In 2012, Benfold was the first San Diego–based naval ship invited to participate in the Koa Kai naval exercises. Benfold conducted integrated flight operations, anti-surface and anti-submarine training, dynamic ship maneuvers, ballistic missile defense, small boat attacks and Maritime Interdiction Operations (MIO) utilizing the Visit, Board, Search and Seizure (VBSS) team.

===Collision===
On 19 November 2017 Benfold was involved in a minor collision with a Japanese commercial tug off Sagami Bay. The tug lost power and drifted into Benfold, causing damage described as minimal, with some scraping to the ship's side. There were no injuries reported on either vessel; Benfold continued at sea, while the tug was towed to Yokosuka.

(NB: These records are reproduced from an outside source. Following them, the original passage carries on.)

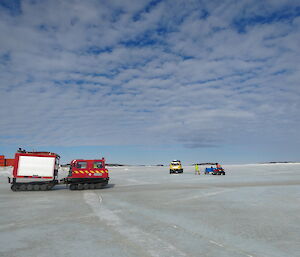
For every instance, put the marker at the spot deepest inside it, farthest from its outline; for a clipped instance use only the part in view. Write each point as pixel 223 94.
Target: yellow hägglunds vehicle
pixel 176 167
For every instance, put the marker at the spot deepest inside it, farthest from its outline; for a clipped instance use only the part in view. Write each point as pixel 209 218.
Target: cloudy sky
pixel 151 81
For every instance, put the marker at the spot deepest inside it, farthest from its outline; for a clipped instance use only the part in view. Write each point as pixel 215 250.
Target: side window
pixel 98 165
pixel 81 165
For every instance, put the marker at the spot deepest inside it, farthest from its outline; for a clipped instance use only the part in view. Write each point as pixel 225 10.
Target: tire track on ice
pixel 153 245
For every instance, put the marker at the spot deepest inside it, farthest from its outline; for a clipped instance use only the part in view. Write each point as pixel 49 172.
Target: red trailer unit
pixel 87 174
pixel 9 162
pixel 37 170
pixel 2 161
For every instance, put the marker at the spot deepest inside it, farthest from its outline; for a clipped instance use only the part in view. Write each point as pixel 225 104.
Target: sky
pixel 146 82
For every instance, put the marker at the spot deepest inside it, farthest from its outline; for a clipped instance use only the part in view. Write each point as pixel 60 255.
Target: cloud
pixel 149 72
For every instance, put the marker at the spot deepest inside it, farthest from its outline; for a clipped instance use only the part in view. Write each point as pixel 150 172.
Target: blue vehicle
pixel 214 171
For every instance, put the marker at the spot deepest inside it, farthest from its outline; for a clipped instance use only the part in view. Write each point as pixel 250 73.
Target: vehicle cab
pixel 176 167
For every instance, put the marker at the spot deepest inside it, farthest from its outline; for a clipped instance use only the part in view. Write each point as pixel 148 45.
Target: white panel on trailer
pixel 36 166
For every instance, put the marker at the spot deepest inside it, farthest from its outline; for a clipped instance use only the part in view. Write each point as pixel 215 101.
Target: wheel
pixel 14 188
pixel 29 187
pixel 73 187
pixel 80 186
pixel 36 187
pixel 44 187
pixel 23 187
pixel 98 185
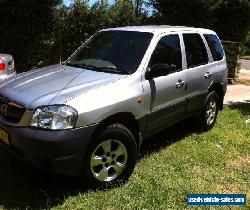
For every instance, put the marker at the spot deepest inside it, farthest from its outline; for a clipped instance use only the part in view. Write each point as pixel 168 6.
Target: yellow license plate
pixel 4 136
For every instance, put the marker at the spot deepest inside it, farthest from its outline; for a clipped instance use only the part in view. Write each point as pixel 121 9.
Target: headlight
pixel 54 117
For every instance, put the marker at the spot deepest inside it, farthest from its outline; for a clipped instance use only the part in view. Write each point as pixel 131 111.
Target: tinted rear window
pixel 168 51
pixel 196 52
pixel 215 46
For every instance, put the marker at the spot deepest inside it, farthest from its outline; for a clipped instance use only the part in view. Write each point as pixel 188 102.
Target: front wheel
pixel 210 111
pixel 111 157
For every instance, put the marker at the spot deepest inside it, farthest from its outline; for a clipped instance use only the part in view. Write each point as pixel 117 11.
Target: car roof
pixel 158 29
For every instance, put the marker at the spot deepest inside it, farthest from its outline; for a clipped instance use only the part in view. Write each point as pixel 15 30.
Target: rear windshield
pixel 115 51
pixel 215 46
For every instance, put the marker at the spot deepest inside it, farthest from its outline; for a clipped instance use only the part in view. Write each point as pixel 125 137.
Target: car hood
pixel 53 85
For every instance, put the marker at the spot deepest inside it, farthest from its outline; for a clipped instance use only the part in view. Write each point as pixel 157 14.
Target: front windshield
pixel 112 51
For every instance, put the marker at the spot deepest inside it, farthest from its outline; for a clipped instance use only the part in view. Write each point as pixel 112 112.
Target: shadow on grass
pixel 25 187
pixel 243 107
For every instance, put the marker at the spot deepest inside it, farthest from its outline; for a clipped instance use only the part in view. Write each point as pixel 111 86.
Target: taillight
pixel 2 66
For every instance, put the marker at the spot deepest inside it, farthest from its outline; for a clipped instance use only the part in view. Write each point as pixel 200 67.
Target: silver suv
pixel 88 116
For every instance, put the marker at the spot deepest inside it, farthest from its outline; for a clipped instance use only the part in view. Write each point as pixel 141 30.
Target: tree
pixel 25 25
pixel 232 19
pixel 229 18
pixel 182 12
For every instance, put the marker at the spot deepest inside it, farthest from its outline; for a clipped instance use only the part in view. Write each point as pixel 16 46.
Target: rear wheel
pixel 111 158
pixel 209 111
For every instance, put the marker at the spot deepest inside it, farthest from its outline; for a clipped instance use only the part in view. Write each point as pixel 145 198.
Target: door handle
pixel 208 75
pixel 180 83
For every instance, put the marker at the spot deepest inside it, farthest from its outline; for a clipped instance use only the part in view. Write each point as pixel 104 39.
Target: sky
pixel 67 2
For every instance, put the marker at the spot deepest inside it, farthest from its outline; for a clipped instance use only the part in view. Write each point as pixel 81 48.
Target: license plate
pixel 4 136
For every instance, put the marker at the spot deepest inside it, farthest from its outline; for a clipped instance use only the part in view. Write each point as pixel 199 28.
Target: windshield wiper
pixel 80 65
pixel 113 69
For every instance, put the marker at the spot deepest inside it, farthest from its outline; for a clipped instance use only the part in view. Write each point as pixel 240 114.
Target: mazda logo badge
pixel 4 108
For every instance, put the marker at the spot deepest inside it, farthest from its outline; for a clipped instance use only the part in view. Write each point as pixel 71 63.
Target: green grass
pixel 247 57
pixel 173 163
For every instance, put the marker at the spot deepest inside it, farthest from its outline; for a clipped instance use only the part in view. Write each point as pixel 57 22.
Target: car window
pixel 196 52
pixel 113 51
pixel 215 46
pixel 168 51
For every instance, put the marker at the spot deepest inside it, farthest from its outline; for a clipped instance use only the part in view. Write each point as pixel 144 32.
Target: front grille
pixel 10 111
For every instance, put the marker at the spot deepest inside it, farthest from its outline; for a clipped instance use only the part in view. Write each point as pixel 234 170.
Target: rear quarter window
pixel 196 53
pixel 215 46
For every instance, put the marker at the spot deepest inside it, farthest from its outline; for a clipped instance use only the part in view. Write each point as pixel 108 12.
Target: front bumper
pixel 60 152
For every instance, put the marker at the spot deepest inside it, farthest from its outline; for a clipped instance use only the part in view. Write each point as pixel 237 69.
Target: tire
pixel 111 158
pixel 209 111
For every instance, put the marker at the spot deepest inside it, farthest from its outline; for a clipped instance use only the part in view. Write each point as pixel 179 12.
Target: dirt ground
pixel 240 93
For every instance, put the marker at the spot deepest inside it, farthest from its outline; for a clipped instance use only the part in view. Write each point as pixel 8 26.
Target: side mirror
pixel 157 70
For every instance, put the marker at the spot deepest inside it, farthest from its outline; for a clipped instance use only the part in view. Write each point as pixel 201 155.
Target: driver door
pixel 167 93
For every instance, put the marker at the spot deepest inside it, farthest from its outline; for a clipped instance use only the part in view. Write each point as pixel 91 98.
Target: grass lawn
pixel 247 57
pixel 173 163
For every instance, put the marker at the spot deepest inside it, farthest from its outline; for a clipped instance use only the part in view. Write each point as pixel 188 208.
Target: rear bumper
pixel 60 152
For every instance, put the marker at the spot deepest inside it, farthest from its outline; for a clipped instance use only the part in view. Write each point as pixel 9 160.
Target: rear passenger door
pixel 167 93
pixel 199 70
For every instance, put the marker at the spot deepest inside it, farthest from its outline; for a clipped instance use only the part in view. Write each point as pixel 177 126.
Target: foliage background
pixel 39 33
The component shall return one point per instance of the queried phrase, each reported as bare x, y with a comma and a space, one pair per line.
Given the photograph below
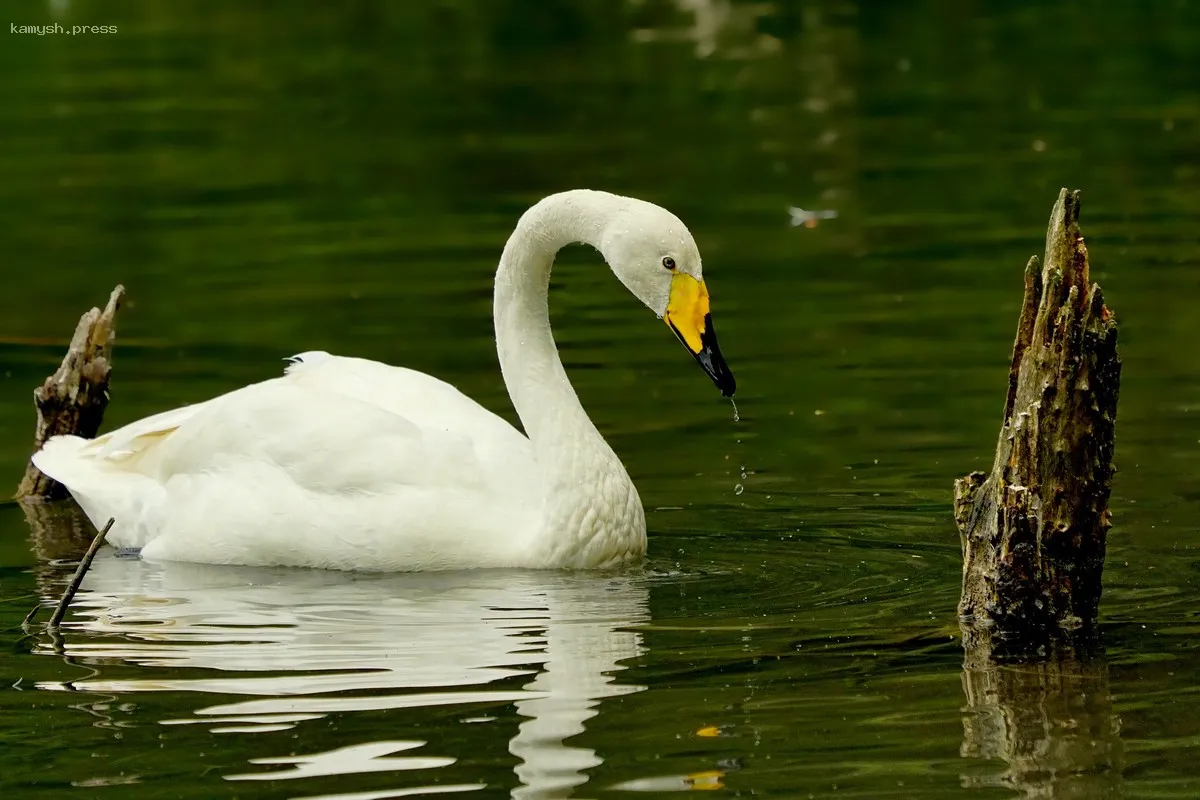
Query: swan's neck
592, 510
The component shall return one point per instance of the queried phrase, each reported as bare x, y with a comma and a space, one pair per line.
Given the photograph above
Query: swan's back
341, 463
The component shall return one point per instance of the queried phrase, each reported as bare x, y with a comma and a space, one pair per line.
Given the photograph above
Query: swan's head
655, 257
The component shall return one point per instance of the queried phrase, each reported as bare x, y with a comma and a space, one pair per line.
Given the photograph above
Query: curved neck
533, 373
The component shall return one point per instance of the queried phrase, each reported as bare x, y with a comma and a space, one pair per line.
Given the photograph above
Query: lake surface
294, 176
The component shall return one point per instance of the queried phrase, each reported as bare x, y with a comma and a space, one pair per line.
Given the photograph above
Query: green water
275, 178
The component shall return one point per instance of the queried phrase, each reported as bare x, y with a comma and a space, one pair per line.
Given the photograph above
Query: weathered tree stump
72, 400
1033, 529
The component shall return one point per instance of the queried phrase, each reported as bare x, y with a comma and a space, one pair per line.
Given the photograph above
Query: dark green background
281, 176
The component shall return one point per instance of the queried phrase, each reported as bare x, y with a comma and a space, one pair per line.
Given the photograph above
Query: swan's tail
102, 488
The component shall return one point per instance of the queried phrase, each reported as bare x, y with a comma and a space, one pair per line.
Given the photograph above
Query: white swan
352, 464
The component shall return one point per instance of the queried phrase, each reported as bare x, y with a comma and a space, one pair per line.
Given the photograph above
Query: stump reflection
1051, 723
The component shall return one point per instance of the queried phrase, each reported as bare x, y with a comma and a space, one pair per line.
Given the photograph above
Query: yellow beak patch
688, 310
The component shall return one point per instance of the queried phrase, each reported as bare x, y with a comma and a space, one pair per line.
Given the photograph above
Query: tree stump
72, 401
1033, 529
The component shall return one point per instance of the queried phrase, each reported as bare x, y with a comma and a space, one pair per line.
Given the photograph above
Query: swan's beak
689, 318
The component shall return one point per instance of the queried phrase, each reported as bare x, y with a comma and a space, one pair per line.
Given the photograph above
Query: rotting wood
72, 400
1033, 530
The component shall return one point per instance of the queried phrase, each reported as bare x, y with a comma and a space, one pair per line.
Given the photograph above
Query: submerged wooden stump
1033, 529
72, 400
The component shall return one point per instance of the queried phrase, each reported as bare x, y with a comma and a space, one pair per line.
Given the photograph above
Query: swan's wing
323, 450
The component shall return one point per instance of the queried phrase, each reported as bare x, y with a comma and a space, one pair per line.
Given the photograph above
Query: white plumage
352, 464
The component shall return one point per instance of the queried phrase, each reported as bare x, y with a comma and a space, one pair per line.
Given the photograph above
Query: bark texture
72, 401
1033, 529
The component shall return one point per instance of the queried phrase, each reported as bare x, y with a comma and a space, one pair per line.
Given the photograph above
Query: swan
346, 463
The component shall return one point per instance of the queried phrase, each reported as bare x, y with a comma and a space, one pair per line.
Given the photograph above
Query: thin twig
29, 618
73, 587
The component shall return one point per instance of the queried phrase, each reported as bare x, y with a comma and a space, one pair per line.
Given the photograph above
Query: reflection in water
1051, 723
307, 644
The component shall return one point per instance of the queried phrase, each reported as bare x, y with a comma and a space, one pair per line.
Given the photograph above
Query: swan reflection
301, 645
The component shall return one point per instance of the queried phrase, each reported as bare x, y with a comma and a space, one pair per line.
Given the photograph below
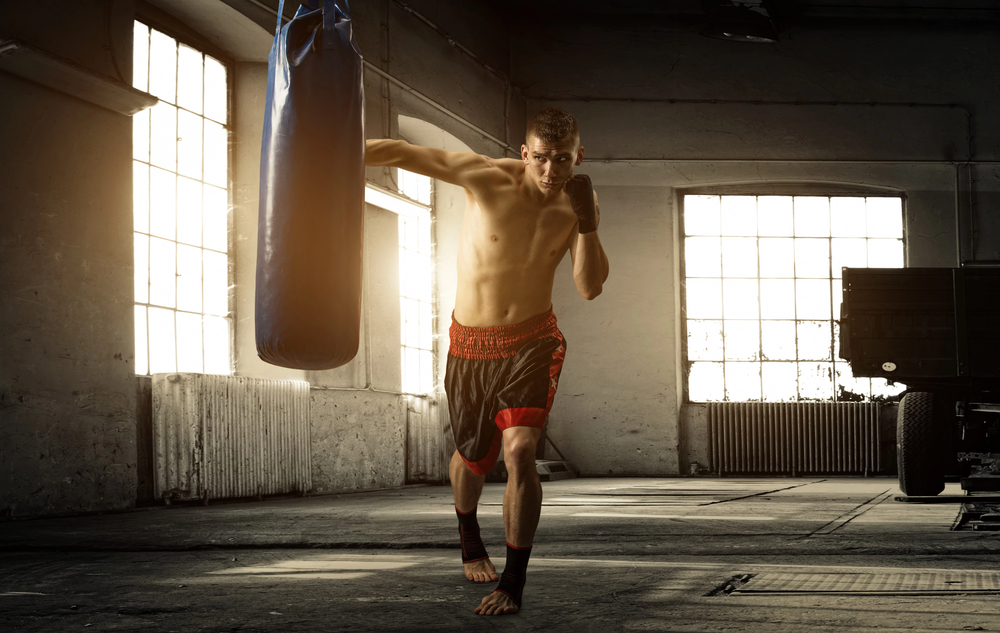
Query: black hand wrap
581, 198
468, 534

=== Freedom of Navigation operations ===
Benfold has conducted the following Freedom of Navigation Operations (FONOPS) in the South China Sea:
- 12 July 2021 – Paracel Islands
- 8 September 2021 – Spratly Islands
- 18 January 2022 – Spratly Islands
- 20 January 2022 – Paracel Islands
- 13 July 2022 – Paracel Islands
- 16 July 2022 – Spratly Islands

In 2022, Benfold was praised by Seventh Fleet leadership as an exemplar of good ship preservation. On 6 August 2023, Benfold and three other destroyers responded to a joint Chinese-Russian patrol in international waters near Alaska. The Chinese–Russian flotilla left without incident.

On 9 August 2023, the Navy announced plans to extend the ship's service life beyond the initial 35 years, intending to keep Benfold in service until at least 2036. The Navy has announced plans to rotate Benfold to Everett, Washington, replacing her in Japan with .

=== Engineering casualty in the South China Sea ===
On 24 July 2026, while sailing in the South China Sea with the George Washington Carrier Strike group, Benfold reported an engineering casualty involving its generators, causing a loss of power for four days. This meant the ship was without galley services, air conditioning, toilets and fresh water. Benfold was towed to Subic Bay in the Philippines for emergency repair. On 8 August the ship left the Philippines under its own power and sailed to Japan.

== Awards ==
- 2003–2004 – USS Arizona Memorial Trophy Award, for "superior performance in combat readiness and battle efficiency."
- 1998 – Spokane Trophy
- Navy Unit Commendation for 01-Oct-1997 to 30-Apr-1998
- Meritorious Unit Commendation as a part of the Constellation Battle Group for 01-Jan-1999 to 10-Sep-2001
- Armed Forces Expeditionary Medal, for four separate time periods between October 1997 and August 2001
- Humanitarian Service Medal for Operation Unified Assistance from 28-Dec-2004 to 12-Feb-2005
- CNO Afloat Safety Award (PACFLT) – (2007), (2024)
- Marjorie Sterrett Battleship Fund Award – (2022)

Benfold has been awarded the Navy Battle "E" for the following years: 1997, 1999, 2001, 2003 (listed as "BENFOLD DDG 76" on awards site, year of Benfold DDG-65 / Higgins DDG-76 "Sea Swap"), 2004, 2005, 2007, 2009, 2018, 2021, and 2022.